It all led up to the actual event, which was essentially one large party. Inklings and Octolings were dancing in the streets of Inkopolis, in-game art dotted the landscape, and players were dressing up for the end of the world. And then it flared out. Chaos took the win, and as Splatoon 2 players await one more major patch, the question of how Splatoon 2 will live on hangs overhead.

Splatoon 2 was announced within months of the first Splatoon's finale, but Splatoon 2 players don't feel they need to hold their breath. Sendou, a competitive Splatoon player, tells me they fully expect to wait a while for what they feel is an all-but-guaranteed Splatoon 3, but that's fine.

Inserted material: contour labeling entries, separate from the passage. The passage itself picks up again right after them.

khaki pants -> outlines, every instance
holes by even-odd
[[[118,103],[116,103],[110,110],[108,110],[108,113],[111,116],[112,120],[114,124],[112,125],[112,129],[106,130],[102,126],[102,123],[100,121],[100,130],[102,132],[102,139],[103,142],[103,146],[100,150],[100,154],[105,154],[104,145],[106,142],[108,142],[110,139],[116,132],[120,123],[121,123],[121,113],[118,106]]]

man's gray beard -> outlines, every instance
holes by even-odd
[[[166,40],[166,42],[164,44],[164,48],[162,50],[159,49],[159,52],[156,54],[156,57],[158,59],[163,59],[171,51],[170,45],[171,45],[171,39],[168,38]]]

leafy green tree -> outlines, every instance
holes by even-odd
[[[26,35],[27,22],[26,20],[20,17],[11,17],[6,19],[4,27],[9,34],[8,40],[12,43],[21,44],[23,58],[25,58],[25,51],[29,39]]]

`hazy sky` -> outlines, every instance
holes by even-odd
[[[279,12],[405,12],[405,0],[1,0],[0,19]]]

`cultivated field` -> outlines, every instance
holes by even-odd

"There just isn't any other game that plays like Splatoon, which will keep the community playing it," Sendou says. "While Nintendo is done adding content to the game as far as I know, what people in the community are doing there is still going to be [something] to look forward to if you like playing Splatoon."

Inkopolis, decked out in player-made art for the Final Splatfest. | Eric Van Allen/USG, Nintendo

For Whitehead, a commentator with a similar competitive foundation, he keeps coming back because he's still enamored with the core gameplay. The variety of weapons, gameplay mechanics, and approaches to each map and mode allow for seemingly endless variations. As Sendou also says, there's simply nothing else like Splatoon.

"Given that the series is only four years old, I think it's encouraging that there are so many people who haven't stopped playing it since it's started, and I'd like to think that passion can and will continue into the future," Whitehead says.

For competitive players, there's still ranked and balance patches that will reportedly roll out in the future. Casual players seem less inclined though.

In a Reddit thread talking about the Splatfest as a "going-away party," one user laments how the lack of Splatfests highlights the in-game hosts (here, Pearl and Marina) as stand-ins, rather than characters.

"As someone who has played both splatoons, it is never really the same after the final Splatfest," writes another. "[Splatoon 1 hosts] Callie and Marie didn't feel as real anymore, it was the same lines over and over. Plus we then lost being able to post on Splatoon which made it feel even more lonely after that."

Players made messages thanking the Splatoon 2 devs for the "colorful fun," as one put it. | Eric Van Allen/USG, Nintendo

In other threads, players are already discussing ways of keeping that living world vibrant. The coming patch is set to add Shifty Station and Splatfest modes into private lobbies, so community members are talking about hosting their own Splatfests. Others are encouraging players to explore ranked gameplay, where instead of the common Turf War mode, players compete in various objective-based matches that require a different mindset, but can be really rewarding to master. Considering there are still some players playing the first Splatoon and the Switch's popularity, Splatoon 2 has everything set up for a longer lifespan. It's how Splatoon 2 lives on that now resides in the community's hands.

"If players continue to feel a sense of belonging and camaraderie, they'll be more willing to stick with the game itself," Whitehead says. "That's how older games stick around in this modern age of updates and constant content; by doubling down and investing in the people who've experienced the game and want it to be a part of their lives."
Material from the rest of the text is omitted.